Bangkok (AFP) - A British activist was found guilty of criminal defamation and breaching Thailand's strict computer laws and given a three-year suspended jail sentence, his lawyer said on Tuesday, over a report on labour abuses in the kingdom's lucrative fruit sector.
Andy Hall, who lives in Thailand, has faced a cascade of legal actions for co-authoring a 2013 report on a Natural Fruit factory in the south of the country, alleging poor working conditions, low wages and child labour.
Natural Fruit, a major supplier to the European drink market, brought the action against Hall.
The activist "was found guilty of defamation and under the computer crime act... the court sentenced him to four years in jail, reduced to three," his lawyer Nakhon Chomphuchat told AFP after the verdict, adding that the sentence was suspended.
Rights groups say criminal defamation and computer misuse laws are routinely used to stifle investigative work.
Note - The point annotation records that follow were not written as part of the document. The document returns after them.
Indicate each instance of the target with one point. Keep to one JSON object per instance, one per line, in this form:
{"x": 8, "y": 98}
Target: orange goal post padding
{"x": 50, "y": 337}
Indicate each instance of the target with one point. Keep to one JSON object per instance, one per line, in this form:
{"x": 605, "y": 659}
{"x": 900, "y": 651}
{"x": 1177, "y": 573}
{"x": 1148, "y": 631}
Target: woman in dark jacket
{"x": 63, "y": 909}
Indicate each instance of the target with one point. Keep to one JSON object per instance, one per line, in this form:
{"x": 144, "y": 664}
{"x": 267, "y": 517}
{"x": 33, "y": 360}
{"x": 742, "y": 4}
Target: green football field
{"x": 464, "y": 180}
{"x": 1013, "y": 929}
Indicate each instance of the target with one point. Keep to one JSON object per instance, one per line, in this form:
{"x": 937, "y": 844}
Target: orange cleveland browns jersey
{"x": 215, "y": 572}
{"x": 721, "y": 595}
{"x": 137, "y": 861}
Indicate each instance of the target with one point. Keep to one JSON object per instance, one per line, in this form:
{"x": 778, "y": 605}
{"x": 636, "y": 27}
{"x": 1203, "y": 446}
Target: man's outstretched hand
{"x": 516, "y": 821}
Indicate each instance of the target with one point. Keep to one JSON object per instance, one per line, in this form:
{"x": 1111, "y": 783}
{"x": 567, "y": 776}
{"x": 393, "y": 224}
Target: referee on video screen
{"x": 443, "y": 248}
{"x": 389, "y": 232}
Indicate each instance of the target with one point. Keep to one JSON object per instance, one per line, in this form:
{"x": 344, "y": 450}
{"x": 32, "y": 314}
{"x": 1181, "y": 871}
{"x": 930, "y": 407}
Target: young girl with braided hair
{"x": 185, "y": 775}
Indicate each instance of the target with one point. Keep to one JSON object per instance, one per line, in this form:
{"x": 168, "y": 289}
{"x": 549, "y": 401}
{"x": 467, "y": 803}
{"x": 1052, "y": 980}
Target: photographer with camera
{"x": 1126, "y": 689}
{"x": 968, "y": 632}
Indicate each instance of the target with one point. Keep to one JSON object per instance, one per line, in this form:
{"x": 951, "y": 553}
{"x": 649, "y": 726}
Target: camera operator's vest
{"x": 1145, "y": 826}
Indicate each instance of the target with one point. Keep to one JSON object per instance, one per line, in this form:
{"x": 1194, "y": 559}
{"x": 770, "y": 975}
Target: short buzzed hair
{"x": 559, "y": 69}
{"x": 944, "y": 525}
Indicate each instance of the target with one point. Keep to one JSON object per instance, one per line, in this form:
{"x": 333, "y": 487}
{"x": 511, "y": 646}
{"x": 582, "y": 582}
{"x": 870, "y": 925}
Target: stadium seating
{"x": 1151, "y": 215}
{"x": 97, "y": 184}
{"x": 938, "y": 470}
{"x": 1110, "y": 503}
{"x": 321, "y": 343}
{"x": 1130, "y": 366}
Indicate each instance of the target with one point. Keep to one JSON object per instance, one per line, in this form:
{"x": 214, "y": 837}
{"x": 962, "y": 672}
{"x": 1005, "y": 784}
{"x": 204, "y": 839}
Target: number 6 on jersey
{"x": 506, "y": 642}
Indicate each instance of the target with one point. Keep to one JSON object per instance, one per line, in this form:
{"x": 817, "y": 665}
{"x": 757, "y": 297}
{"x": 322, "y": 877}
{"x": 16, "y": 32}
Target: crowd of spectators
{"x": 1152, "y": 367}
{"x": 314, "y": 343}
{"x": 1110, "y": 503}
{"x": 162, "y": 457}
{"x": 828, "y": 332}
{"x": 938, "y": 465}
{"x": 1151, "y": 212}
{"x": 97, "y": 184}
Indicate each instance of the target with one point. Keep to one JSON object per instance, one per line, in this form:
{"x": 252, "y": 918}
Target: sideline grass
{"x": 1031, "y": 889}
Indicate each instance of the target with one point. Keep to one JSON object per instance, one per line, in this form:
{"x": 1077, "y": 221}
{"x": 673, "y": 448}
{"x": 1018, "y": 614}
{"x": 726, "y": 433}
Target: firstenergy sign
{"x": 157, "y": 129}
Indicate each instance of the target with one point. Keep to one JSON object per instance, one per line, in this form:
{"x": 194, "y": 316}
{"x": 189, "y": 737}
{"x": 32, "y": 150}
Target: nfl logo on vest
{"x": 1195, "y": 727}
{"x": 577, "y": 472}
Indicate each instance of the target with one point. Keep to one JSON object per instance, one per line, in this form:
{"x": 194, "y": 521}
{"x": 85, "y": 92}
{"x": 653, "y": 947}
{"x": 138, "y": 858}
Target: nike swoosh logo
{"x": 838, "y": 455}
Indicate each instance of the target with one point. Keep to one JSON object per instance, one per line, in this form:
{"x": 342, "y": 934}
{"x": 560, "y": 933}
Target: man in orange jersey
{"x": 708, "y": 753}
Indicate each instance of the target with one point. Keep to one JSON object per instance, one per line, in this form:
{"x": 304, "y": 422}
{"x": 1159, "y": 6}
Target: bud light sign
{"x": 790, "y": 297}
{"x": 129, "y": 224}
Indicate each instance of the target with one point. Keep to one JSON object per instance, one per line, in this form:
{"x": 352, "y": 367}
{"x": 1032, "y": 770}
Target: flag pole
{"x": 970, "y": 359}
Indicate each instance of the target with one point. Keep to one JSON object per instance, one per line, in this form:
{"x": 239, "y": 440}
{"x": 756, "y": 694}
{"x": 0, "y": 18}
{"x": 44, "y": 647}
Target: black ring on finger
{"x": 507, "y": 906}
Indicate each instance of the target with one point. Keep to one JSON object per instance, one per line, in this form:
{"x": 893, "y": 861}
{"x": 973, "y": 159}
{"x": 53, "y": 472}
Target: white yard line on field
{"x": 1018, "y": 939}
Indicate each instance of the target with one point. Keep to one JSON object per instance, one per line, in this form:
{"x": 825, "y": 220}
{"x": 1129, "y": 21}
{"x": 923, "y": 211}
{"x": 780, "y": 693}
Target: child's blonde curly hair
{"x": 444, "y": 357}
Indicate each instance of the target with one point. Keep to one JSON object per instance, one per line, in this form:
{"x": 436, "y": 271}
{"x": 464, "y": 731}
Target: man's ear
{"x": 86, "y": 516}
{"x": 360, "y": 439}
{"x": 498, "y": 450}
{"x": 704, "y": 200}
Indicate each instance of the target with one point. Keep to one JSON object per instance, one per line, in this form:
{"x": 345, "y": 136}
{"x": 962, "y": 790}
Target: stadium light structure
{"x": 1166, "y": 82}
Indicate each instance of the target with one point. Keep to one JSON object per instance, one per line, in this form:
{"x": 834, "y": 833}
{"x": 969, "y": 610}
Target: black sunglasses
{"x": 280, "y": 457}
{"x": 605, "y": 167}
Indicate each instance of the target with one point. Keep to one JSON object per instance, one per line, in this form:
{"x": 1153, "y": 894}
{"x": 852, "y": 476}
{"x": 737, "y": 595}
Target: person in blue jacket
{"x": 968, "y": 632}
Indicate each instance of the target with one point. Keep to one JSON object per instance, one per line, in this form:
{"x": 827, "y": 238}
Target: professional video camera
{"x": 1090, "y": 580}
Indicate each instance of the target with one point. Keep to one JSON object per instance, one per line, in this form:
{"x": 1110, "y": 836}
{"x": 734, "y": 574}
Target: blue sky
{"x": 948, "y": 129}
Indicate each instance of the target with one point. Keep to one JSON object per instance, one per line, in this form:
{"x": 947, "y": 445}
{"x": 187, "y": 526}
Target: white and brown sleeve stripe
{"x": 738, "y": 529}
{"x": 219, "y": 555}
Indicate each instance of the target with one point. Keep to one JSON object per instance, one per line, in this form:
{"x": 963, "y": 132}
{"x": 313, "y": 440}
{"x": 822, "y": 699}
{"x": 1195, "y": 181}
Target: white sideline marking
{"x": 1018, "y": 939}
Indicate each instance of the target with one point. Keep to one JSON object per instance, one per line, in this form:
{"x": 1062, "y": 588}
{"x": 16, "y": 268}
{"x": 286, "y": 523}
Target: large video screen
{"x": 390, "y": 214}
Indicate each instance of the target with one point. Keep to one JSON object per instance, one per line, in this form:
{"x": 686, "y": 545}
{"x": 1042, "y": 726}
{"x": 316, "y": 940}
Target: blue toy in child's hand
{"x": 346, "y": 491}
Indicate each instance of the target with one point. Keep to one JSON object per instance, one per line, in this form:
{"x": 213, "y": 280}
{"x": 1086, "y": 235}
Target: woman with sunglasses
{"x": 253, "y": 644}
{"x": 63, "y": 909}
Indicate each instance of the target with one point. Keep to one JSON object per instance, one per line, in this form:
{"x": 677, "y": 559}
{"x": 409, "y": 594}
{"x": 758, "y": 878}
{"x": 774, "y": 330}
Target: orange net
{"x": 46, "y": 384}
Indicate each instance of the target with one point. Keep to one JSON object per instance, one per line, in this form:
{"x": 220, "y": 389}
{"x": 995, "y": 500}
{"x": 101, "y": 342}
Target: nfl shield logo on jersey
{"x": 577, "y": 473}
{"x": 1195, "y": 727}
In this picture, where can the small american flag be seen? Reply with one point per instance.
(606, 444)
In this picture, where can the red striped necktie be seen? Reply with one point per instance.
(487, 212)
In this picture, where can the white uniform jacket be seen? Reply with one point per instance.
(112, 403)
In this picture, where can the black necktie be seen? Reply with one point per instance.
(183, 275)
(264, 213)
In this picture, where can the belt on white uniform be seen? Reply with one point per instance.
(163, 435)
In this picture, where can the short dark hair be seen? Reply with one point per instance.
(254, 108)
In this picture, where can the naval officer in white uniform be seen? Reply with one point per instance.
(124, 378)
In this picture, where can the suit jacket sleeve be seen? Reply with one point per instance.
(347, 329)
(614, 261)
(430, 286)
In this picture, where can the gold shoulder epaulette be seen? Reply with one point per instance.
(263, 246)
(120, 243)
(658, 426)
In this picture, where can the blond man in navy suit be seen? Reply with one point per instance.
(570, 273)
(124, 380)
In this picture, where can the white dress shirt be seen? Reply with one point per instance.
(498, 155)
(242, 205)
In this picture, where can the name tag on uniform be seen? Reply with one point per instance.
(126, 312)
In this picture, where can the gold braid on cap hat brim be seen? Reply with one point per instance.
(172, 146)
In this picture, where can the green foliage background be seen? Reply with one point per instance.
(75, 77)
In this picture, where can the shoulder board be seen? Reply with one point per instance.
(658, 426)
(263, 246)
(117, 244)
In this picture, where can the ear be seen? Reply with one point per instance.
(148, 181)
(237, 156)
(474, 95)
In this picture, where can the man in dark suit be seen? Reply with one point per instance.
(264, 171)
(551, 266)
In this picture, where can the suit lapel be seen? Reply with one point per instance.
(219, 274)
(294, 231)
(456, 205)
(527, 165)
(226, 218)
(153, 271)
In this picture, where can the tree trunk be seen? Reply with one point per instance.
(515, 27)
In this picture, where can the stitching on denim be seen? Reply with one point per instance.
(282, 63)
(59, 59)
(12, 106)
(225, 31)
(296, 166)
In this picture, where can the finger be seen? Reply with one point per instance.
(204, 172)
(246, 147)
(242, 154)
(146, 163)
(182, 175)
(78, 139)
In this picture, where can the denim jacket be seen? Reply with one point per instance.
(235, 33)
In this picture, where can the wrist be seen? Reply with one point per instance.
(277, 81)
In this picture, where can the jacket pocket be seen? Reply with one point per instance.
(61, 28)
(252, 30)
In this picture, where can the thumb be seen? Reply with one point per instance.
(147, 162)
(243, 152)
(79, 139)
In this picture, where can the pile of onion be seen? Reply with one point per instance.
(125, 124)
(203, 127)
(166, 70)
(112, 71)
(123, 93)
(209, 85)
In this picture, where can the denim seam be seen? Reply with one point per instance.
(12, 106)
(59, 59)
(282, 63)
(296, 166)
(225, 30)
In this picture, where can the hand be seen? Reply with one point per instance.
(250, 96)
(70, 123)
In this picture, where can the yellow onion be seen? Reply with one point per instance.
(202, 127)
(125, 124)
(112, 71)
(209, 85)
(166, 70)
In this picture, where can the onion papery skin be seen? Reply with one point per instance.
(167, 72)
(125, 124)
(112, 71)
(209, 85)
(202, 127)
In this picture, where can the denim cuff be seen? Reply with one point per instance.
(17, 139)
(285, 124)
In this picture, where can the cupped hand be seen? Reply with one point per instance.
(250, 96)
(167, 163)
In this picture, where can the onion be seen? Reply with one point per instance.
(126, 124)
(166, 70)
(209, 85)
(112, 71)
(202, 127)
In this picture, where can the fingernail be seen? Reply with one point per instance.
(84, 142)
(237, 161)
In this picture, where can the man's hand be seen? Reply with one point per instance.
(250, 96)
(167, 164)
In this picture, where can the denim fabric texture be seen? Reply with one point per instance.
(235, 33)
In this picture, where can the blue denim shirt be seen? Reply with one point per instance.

The contentious report -- "Cheap Has a High Price" -- was published by the Finnish civil rights group Finnwatch.
It heaped pressure on Thailand's food industry, which has faced years of allegations of mistreatment of its mainly migrant labour force.
Natural Fruit has denied the allegations in the report and has also launched a civil case seeking $10 million in damages.
Hall, who said he will appeal the verdict, stands by his research and has accused the company of trying to detract from the report's damning findings through legal action.
Speaking after the trial on Tuesday, Hall said the verdict "shows people are not free or at liberty to do this kind of research".
"There's a huge problem with human trafficking in Thailand. There's a huge problem with labour exploitation," added the activist, who in recent years has also drawn attention to abuses in Thailand's shady fishing and poultry sectors.
The president of Natural Fruit was in unforgiving mood after the ruling.
"No foreigner should think they have power above Thai sovereignty," said company president Wirat Piyapornpaiboon.
Hall was acquitted by a court last year on a separate defamation charge pursued by Thailand's Attorney General.
Finnwatch argue that their organisation should have been sued if Natural Fruit disagreed with their report rather than going after Hall personally.